1) Summary: Tell what it shows.
Referring to a Table/Figure
- Consistently use present tense (even if the data refers to the past – the table shows that in the 1960s people were more prone to…)
- May use active or passive forms – details are provided…the table provides details
- Show, provide, give, present, summarize, illustrate, reveal, display, demonstrate, indicate, suggest
This line graph/bar graph/pie-chart/table shows . . .
The x-axis/y-axis represents . . .
The shaded/dark/light area indicates . . .
2) Highlighting statements: Point out generalizations from the details of the data.
As shown in the . . ./As revealed by the . . ./As can be seen in the . . .

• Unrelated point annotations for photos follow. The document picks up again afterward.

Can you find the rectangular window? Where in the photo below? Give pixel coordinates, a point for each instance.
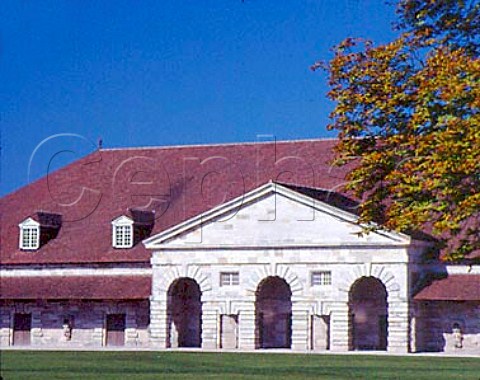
(229, 278)
(30, 238)
(321, 278)
(123, 236)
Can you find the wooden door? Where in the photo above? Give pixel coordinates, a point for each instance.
(22, 325)
(229, 331)
(116, 329)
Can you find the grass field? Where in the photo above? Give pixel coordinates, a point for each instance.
(192, 365)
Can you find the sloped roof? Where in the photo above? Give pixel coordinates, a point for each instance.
(176, 183)
(76, 287)
(456, 287)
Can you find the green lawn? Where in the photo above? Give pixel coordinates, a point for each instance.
(191, 365)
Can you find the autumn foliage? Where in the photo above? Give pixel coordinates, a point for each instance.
(408, 112)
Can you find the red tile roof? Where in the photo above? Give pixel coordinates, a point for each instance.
(455, 287)
(177, 182)
(76, 287)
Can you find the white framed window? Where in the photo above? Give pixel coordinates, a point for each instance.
(321, 278)
(229, 278)
(29, 234)
(122, 232)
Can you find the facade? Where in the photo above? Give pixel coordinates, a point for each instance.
(238, 247)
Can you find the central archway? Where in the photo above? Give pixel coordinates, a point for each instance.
(273, 309)
(184, 310)
(368, 312)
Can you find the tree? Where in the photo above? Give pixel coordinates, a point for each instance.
(408, 113)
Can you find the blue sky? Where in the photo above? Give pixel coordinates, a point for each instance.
(165, 73)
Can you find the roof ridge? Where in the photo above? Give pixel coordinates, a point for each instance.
(200, 145)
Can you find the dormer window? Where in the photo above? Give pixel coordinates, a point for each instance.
(29, 234)
(122, 232)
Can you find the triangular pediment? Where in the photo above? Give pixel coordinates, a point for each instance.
(272, 216)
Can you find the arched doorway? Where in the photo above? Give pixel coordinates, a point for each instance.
(273, 308)
(184, 314)
(368, 312)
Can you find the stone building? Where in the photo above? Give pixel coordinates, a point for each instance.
(236, 246)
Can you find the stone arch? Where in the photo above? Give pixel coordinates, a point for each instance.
(184, 313)
(282, 271)
(368, 314)
(273, 313)
(169, 276)
(371, 270)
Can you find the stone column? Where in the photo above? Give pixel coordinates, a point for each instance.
(247, 339)
(158, 323)
(37, 331)
(340, 329)
(398, 327)
(5, 327)
(300, 327)
(209, 325)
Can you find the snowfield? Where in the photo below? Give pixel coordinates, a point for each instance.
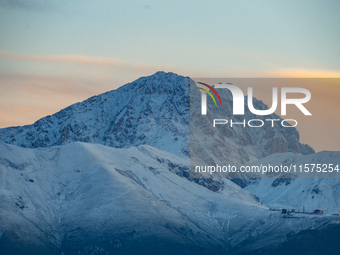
(85, 197)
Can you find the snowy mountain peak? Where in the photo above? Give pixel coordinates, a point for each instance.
(153, 110)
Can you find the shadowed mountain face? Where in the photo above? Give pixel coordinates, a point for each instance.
(83, 198)
(154, 111)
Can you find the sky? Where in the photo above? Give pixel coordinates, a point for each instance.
(56, 53)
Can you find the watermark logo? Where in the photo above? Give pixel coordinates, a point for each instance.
(238, 99)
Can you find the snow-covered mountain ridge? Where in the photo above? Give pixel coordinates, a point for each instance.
(155, 111)
(83, 198)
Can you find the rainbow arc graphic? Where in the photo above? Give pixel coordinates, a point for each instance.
(213, 90)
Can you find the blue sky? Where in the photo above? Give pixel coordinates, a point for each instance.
(55, 53)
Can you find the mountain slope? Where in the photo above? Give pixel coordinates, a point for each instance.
(94, 199)
(310, 191)
(155, 111)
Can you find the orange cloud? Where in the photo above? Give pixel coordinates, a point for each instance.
(302, 73)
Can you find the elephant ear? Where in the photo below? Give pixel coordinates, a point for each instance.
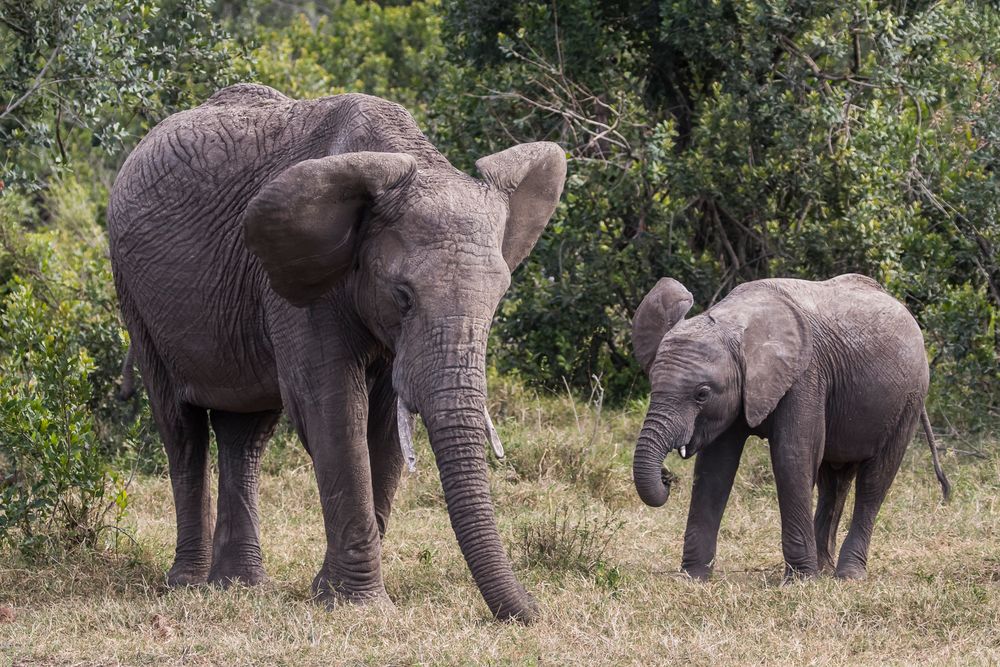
(776, 348)
(664, 306)
(532, 177)
(304, 224)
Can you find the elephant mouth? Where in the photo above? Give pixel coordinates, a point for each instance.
(404, 425)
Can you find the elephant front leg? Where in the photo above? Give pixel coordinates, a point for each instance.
(184, 430)
(797, 442)
(714, 472)
(383, 445)
(333, 428)
(236, 553)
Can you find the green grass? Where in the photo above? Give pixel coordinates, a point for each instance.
(603, 567)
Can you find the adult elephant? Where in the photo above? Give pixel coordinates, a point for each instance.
(321, 257)
(832, 373)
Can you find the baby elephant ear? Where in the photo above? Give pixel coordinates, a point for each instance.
(665, 305)
(532, 176)
(776, 349)
(303, 224)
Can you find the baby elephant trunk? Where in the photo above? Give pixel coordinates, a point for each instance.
(659, 436)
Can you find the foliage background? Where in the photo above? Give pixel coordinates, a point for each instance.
(715, 142)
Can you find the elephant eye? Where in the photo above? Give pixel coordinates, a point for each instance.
(403, 296)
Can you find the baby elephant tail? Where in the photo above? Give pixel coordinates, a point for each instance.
(942, 478)
(127, 389)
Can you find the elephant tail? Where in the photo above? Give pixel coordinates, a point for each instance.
(127, 389)
(942, 478)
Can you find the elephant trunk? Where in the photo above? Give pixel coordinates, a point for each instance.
(457, 431)
(452, 404)
(660, 434)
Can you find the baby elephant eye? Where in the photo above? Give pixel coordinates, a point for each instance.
(403, 296)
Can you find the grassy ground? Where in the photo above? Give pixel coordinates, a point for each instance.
(602, 565)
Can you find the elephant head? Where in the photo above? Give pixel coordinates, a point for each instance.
(735, 361)
(425, 253)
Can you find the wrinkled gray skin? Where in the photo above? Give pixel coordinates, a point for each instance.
(323, 258)
(833, 374)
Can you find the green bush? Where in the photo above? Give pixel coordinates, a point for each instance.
(730, 141)
(62, 450)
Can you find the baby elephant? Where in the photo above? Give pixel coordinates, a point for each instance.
(832, 373)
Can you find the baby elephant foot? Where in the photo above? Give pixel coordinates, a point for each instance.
(331, 593)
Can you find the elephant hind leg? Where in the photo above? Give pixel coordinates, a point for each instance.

It is interesting to see that . . ./Notice that . . .
- Repeat all the details in words
- Attempt to cover all the information
- Claim more than is reasonable or defensible
3) Concluding a commentary: Explain the data and/or discuss implications
This was probably because . . ./The could have been the result of . . .
This trend indicates that if . . ./This has several implications for the future.
• Qualifying comparisons: Which is the most effective comparison?
a. Sixty-nine percent of girls reported restrictions on going out late at night as
opposed to thirty-five percent of boys.
b. More girls reported restrictions on going out late at night than did boys.
c. Thirty-four percent more girls reported restrictions on going out late at night
than did boys.
d. Almost exactly twice as many girls reported restrictions on going out late at
night as did boys.
• Other useful alternatives
A marginally smaller percentage of X reported . . .
Slightly over twice as many X reported . . .
Close to three times as many X reported . . .
X exceeded Y in the times they reported . . . by a ratio of 3.5 to 1.
The percentage of X who reported . . . is roughly twice that of Y.